What Is MOQ

Ordering from specific factories and warehouses may need a minimum purchase MOQ.As a result, some customers may be turned away from the manufacturer, supplier, or distributor if they are unable or unwilling to meet the minimum order quantity.

Minimum order quantities are used by certain suppliers, particularly in low-margin or highly specialized businesses, and it’s essential to understand how they function and why they would utilize them. The bottom line may benefit from strictly enforcing minimum order quantities.

Quantity Required To Place An Order (MOQ)

  • Minimum order quantity refers to the minimum number of items purchased in a single transaction. Look at this illustration for a clearer picture of the Minimum Order Quantity concept. Let’s pretend a distributor charges $100 for each widget. There is a $10,000 minimum for orders of 100 or fewer devices from the supplier. 
  • Minimum order quantity may either be set in terms of units or money. This minimum order quantity (MOQ) represents the lowest possible profit that the company may make from a specific purchase. This may include the supplier’s minimum order quantity for raw materials, setup fees, and other administrative charges.
  • Companies often have a minimum order amount set for orders with a single customer. A single t-shirt or head of lettuce sold at a store may make the owner happy, but it usually could be more profitable. They may need to purchase hundreds or thousands of units before selling the goods.
  • The minimum order quantity (MOQ) is used by many manufacturers when selling to wholesalers, who in turn sell it to retailers. This allows customers to pick up a single item or two at the store.

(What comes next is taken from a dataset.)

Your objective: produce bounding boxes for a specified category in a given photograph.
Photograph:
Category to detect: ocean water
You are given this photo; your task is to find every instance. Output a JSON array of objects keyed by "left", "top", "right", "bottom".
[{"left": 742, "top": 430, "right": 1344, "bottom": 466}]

Suppliers often rely on a minimum order quantity (MOQ)

  • Suppliers primarily use minimum order quantities (MOQs) to boost their gross margin (the amount of money they make per unit of product or service sold). A supplier may need very high sales volumes if it offers low markups or margins on its products to achieve profitability after covering fixed costs like rent and salaries.
  • Reasons and procedures for determining the MOQ vary across industries. When a manufacturing firm, for instance, needs to begin a production run, it may face high initial costs. Without sufficient unit sales, it has no return on investment.
  • The additional time and money required to break down and transport half cases are not worth it to a wholesaler or manufacturer. Thus they would rather sell the whole subject at once. If they were shampoo of sale, the minimum order quantity (MOQ) would be 12 units or one case.

There is a large minimum order quantity (MOQ)

For suppliers with high MOQs to meet customer demands, keep a sizable stock of goods in the warehouse at all times. To keep inventory levels low and practice just-in-time inventory management, suppliers may require more time to fill orders. Additional stocking is a drain on working capital and storage space.

Nonetheless, they reduce overhead costs by allowing for fewer frequent purchases of products or raw materials, which may lead to cost reductions in aggregate thanks to the supply chain’s greater use of more diverse materials and component components. Although stock-outs are less likely to occur, there is a greater possibility of obsolescence, especially for commodities like electronics.

Small Minimum Order Quantity (MOQ)

  • Due to the lower average order size, suppliers may keep more inventory for orders with a low minimum order quantity. 
  • This may result in less stock on hand but faster turnover. If your minimum order quantity (MOQ) is too low, it might place undue stress on your sales team. 
  • Ordering more frequently leads to higher administrative costs. If a supplier may lessen the risk of obsolescence by keeping the minimum order quantity low, it may run the danger of running out of stock.